Prise de position de l’ADEM, 18.08.2016

Les membres de l’ADEM1 souhaitent exprimer leur préoccupation par rapport à la situation des migrants dans la région de Chiasso (Suisse) et de Côme (Italie), notamment celle des mineurs non accompagnés qui représentent un groupe particulièrement vulnérable. Les récents retours effectués vers l’Italie par les autorités suisses sans évaluation préalable des besoins de ces mineurs violent les obligations relatives aux droits de l’enfant auxquelles la Suisse s’est astreinte en ratifiant la CDE2. La situation actuelle montre malheureusement que ces enfants sont souvent d’abord considérés comme des migrants et à ce titre incapables d’exercer leurs droits légitimes et de bénéficier de mesures de protection spéciales en tant que mineurs. Ce traitement va à l’encontre des principes fondamentaux et de toutes les conventions en la matière.

L’ADEM déplore notamment la confusion régnante, le risque d’arbitraire dans les prises de décision, le manque de structures et de moyens, le déficit de personnel formé capable de sauvegarder l’intérêt de ces enfants, ou encore l’absence de coordination transnationale entre les acteurs responsables de la prise en charge de ces enfants. Le peu de soutien adéquat apporté à ces enfants menace d’accentuer leur vulnérabilité, les risques d’exploitation et de les inciter à trouver des voies plus dangereuses pour rallier leur point de destination.

L’ADEM souhaite rappeler quelques principes fondamentaux3; par rapport à la prise en charge des enfants en déplacement en ligne avec la CDE ratifiée par la Suisse et l’Italie et donc applicables dans ces deux pays:

  • Les enfants en déplacement doivent être considérés comme des enfants avant tout. Toute action les concernant, y compris les mesures prises par les autorités, doivent se baser, en premier lieu, sur leur intérêt supérieur.
  • Les systèmes de protection de l’enfance doivent protéger tous les enfants sans discrimination, y compris les enfants en déplacement. Il est notamment du devoir des Etats d’assurer dans les régions traversées par les enfants une protection constante.
  • Les mesures de gestion des migrations ne doivent pas porter atteinte aux droits fondamentaux des enfants. Les États ont le devoir d’assurer une identification exacte des enfants, d’évaluer les effets de leurs lois et politiques sur les enfants en déplacement ou touchés par la migration et d’éviter qu’elles n’aient des répercussions préjudiciables.

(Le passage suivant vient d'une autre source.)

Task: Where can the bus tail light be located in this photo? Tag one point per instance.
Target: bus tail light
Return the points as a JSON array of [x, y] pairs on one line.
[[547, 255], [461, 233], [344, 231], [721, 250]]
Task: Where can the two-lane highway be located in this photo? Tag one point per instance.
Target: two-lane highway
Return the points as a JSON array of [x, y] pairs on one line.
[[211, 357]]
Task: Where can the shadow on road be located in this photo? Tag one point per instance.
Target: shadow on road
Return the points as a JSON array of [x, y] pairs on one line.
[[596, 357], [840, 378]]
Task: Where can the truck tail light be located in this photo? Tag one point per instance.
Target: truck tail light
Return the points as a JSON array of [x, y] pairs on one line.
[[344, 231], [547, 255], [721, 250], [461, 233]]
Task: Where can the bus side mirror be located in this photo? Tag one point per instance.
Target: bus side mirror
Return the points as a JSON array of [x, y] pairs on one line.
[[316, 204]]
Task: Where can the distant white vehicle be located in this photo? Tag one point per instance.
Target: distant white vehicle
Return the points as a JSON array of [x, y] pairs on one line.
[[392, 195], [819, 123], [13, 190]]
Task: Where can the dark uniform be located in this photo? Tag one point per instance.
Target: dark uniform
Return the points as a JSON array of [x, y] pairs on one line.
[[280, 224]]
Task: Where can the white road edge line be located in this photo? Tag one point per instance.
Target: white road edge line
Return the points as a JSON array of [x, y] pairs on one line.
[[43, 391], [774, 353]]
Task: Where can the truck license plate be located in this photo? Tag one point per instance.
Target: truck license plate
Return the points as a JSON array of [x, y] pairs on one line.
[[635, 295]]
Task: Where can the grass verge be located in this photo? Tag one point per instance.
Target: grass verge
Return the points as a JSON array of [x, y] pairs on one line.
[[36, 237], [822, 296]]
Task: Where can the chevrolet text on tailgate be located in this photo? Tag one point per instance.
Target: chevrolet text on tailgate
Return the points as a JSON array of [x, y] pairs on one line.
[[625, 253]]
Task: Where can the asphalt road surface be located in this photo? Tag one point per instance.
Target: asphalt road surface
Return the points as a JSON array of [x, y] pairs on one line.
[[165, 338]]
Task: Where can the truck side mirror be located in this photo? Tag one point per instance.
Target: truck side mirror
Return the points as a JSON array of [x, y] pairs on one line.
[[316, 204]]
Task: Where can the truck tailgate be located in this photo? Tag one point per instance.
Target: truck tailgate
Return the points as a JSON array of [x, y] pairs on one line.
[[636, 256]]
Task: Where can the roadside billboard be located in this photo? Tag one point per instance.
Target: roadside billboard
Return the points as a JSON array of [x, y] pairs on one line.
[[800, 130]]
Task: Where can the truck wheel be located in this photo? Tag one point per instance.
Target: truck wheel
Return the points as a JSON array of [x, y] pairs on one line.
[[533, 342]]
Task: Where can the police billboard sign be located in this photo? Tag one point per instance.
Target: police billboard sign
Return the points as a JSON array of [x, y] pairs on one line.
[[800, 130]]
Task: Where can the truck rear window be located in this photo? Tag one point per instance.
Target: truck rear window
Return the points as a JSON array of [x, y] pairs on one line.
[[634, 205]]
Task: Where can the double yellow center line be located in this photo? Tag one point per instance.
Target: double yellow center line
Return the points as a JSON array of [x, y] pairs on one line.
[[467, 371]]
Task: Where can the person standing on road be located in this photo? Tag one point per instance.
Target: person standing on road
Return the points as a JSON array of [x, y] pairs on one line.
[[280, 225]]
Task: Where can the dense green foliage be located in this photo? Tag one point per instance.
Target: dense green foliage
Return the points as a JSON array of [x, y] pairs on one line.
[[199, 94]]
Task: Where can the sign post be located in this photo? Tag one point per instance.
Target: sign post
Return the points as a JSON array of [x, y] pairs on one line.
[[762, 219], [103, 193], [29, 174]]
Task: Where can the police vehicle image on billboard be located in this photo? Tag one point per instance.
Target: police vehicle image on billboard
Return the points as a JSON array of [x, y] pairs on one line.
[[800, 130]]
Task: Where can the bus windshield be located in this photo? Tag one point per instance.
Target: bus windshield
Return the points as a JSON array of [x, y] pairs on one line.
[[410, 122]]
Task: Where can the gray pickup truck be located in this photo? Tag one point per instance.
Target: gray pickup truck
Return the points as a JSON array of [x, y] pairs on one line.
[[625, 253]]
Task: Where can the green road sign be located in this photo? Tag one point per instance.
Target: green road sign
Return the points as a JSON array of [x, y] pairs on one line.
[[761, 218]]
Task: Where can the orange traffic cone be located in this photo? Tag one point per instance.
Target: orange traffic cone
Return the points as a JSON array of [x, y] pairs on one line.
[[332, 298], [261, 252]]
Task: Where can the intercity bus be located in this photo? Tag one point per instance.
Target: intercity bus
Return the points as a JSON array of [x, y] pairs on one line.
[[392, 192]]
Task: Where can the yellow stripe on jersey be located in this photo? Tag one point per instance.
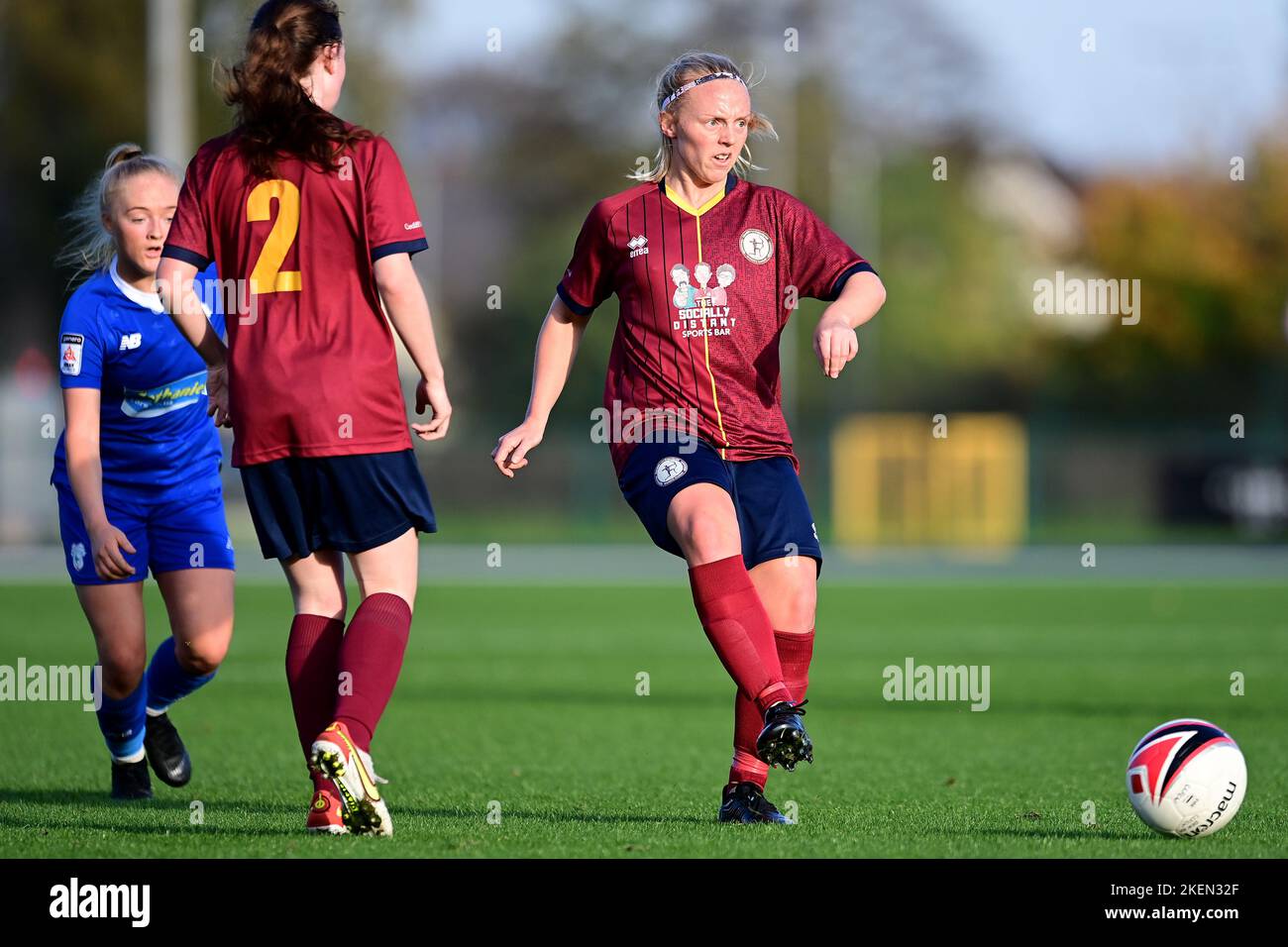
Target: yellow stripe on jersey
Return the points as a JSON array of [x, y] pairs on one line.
[[684, 205], [706, 342]]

Il est demandé aux deux pays :

  • de mettre à disposition de chaque mineur non accompagné - dès son identification - un tuteur ayant pour mission de veiller à son meilleur intérêt avant que toute décision par rapport à son déplacement ultérieur ne soit prise.
  • d’appliquer le règlement Dublin III afin de faciliter le regroupement familial pour les mineurs ayant de la famille en Europe et ceci dans les plus brefs délais. Le cas échéant, d’organiser un déplacement accompagné afin que ces mineurs retrouvent au plus vite leurs familles. Pour tous les autres mineurs, leur situation doit être soigneusement étudiée en vue de trouver une solution durable en Suisse, dans le pays d’origine ou un pays tiers en tenant compte de leur meilleur intérêt.
  • s’accorder sur des standards harmonisés minimums de prise en charge des mineurs non accompagnés.

Les membres de l’ADEM se tiennent à disposition pour entamer un dialogue avec les autorités suisses afin d’améliorer la prise en charge de ces enfants.

1 Alliance pour la Défense des Enfants Migrants (ADEM) www.enfants-migrants.ch. Membres actuels : Fondation suisse du Service Social International (SSI), Terre des hommes – aide à l’enfance (TdH), Lausanne, Institut International des Droits de l’enfant (IDE), Organisation Suisse d’Aide aux Réfugiés (OSAR).